Mais a frente do vagão, um homem, com um bebê no colo, nos chama a atenção. Aparenta ser um jovem pai que provavelmente levou a criança para alguma consulta médica e agora volta para seu bairro. O terço em sua mão esquerda denota serenidade. O bebê parece ter puxado ao pai em seu comportamento: muito calmo, não esboça sequer uma reclamação durante toda a viagem. Quieto, ele apenas observa enquanto se acalenta no colo do pai, que, por sua vez, carinhoso, conversa baixinho, como se o filho já pudesse entender tudo o que sai de sua boca. "Mas será que são mesmo pai e filho?" Bem, o amor recíproco não deveria deixar dúvidas, mas não há como saber sem perguntar.. É uma imagem bonita de qualquer forma. Principalmente naquele ambiente um tanto desolado, esquecido por muitos.

Na estação de Caucaia, embarcam dois homens. Um deles com uma camisa azul, onde está escrito "Gazeta do Pará", diz para o outro que, certa vez, ouviu o comentário de uma turista: "esta cidade (Caucaia) não tem prefeito??". Ela se referia, segundo ele, ao péssimo estado de conservação daquela estação de trem. O rapaz lembra para o outro que os trens da cidade de Natal são muito mais bem conservados. O outro, que veste um uniforme da Unimaq, loja autorizada da Honda em Fortaleza, ressalta que os vagões novos ainda são piores do que os velhos. "O novo é quente viu, irmão.". O de camisa azul começa a falar sem parar. Com bom vocabulário, ele recomenda ao outro um documentário que viu na Rede Cultura. "A linha do trem: o caminho esquecido", era o título, de acordo com ele. Tudo a ver com a idéia que à essa altura já formulamos a respeito daquele passeio.

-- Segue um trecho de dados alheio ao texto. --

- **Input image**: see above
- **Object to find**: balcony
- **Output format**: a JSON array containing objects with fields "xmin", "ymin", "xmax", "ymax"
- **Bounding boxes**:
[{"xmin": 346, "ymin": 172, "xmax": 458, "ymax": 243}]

No caminho de volta, poucas anotações. Desperta interesse apenas a mudança de posição do carro que puxa os vagões, se engatando novamente na composição, agora à nossa frente. O encaixe provoca um estrondo que assusta alguns passageiros mais incautos. O último vagão na ida passa a ser o primeiro na volta.

A viagem de retorno é mais rápida. O trem, sabe-se lá o porquê, se locomove mais rápido agora. Tempo necessário apenas para que compremos uma mousse de maracujá, que um homem está oferecendo no fim do vagão. Mousse essa que quase vira história quando eu aperto demais a embalagem, fazendo-a sacar para fora e, por milagre, cair novamente dentro do recipiente, numa manobra impossível. Rimos bastante ainda enquanto eu terminava de comer a guloseima.

Em poucos minutos, estamos novamente na João Felipe. Sentimos que há um espaço a menos a completar em nossas vidas. Finalmente andamos de trem na cidade de Fortaleza. Uma história a mais para aplacar um pouco a nossa ignorância do mundo. Um mundo que começa naquelas linhas. A linha de Caucaia hoje, para nós, foi uma forma de perceber que há erros imperdoáveis na vida, como aquele que cometíamos esquecendo algo que sempre foi nosso. Felizmente, tornou-se possível voltar atrás nesse erro, que se assemelha ao desatino de um pai ao renegar um filho que não lhe parece bonito. Mas o terminal ferroviário João Felipe - assim como aquele trem - é nosso. Nosso filho, pai, mãe, irmão... Nossa história, que se passa todos os dias sobre aqueles trilhos e jamais há de ser esquecida novamente.